A cambio, las estrellas pagan su magnetismo con esa soledad de gafas de sol, cicatrices de cirugía estética y barbitúricos, esos confetis químicos, tirados sobre la moqueta. Si las piscinas hablasen, nos contarían los polvos de estrella con jardinero y matahari, de camarero con colocadas triunfadoras de una sola película o el trágico final de alguno de esos divos que en sus desenfrenadas orgías acababan aporreando las teclas del piano con la extremidad incorrecta.

El arte les consume, es cierto, y el esfuerzo de los iluminadores para retratarlos de la mejor manera es, en contrapartida, una forma de erosión que el éxito acelera.

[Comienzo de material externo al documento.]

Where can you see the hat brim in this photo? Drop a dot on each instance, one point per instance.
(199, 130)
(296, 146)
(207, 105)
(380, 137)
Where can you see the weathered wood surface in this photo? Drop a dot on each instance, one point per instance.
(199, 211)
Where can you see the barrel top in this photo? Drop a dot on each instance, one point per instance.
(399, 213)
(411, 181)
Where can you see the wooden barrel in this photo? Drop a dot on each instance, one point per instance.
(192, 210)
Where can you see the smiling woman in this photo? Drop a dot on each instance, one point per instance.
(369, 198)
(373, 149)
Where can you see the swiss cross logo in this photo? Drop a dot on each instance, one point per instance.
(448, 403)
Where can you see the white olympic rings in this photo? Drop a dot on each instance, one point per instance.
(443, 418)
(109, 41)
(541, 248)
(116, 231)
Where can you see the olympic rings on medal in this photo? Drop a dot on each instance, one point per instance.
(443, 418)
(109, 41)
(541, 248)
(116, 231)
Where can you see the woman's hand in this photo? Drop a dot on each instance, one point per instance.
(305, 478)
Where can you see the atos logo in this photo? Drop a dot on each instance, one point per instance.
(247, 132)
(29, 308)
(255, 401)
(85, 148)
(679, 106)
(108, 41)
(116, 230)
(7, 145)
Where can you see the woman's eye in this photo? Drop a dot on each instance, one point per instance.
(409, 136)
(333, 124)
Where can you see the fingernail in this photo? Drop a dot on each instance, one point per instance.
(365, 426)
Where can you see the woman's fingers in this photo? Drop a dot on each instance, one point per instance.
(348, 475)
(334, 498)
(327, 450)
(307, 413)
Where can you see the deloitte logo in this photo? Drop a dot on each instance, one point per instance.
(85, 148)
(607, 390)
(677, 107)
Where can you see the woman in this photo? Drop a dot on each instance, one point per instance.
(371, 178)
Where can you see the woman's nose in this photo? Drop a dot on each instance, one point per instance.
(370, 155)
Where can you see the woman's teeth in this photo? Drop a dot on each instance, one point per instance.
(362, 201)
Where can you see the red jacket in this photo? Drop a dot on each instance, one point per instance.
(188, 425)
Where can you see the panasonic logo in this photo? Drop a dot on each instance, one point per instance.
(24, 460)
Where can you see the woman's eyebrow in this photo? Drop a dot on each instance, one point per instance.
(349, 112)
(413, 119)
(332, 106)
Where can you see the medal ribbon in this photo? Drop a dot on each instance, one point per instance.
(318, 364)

El precio de su belleza es la vida que les robamos a cambio de que nos hagan creer en tantas mentiras, magia y morbo, dianas sobre las que lanzar los dardos de la indiferencia, del olvido o de la calumnia, vidas convertidas en escaparates en los que cada detalle repercute mucho más allá de la pantalla, como un eco maravillosamente adictivo y que acaba, casi siempre, en estrepitoso choque sin sobrevivientes.

Inestabilidad y dolor, dosis mareantes de voluptuosidad en un mundo de rameras y macarras, de malvados magnates que, con el anzuelo del séptimo arte, seducen a inocentes chicas recién llegadas del pueblo con la promesa del séptimo cielo para, al cabo de un tiempo, convertirlas en putones decadentes adictos al pico, al electrochoque o a la raya continua.

Por eso las estrellas se mueren en agosto. Porque, después de tanto sufrir, no soportan ese sol que explota como una jodida palomita de maíz y minimiza su resplandor. Son como Drácula. Viven mejor de noche, chupando la sangre de sus víctimas bajo la lluvia.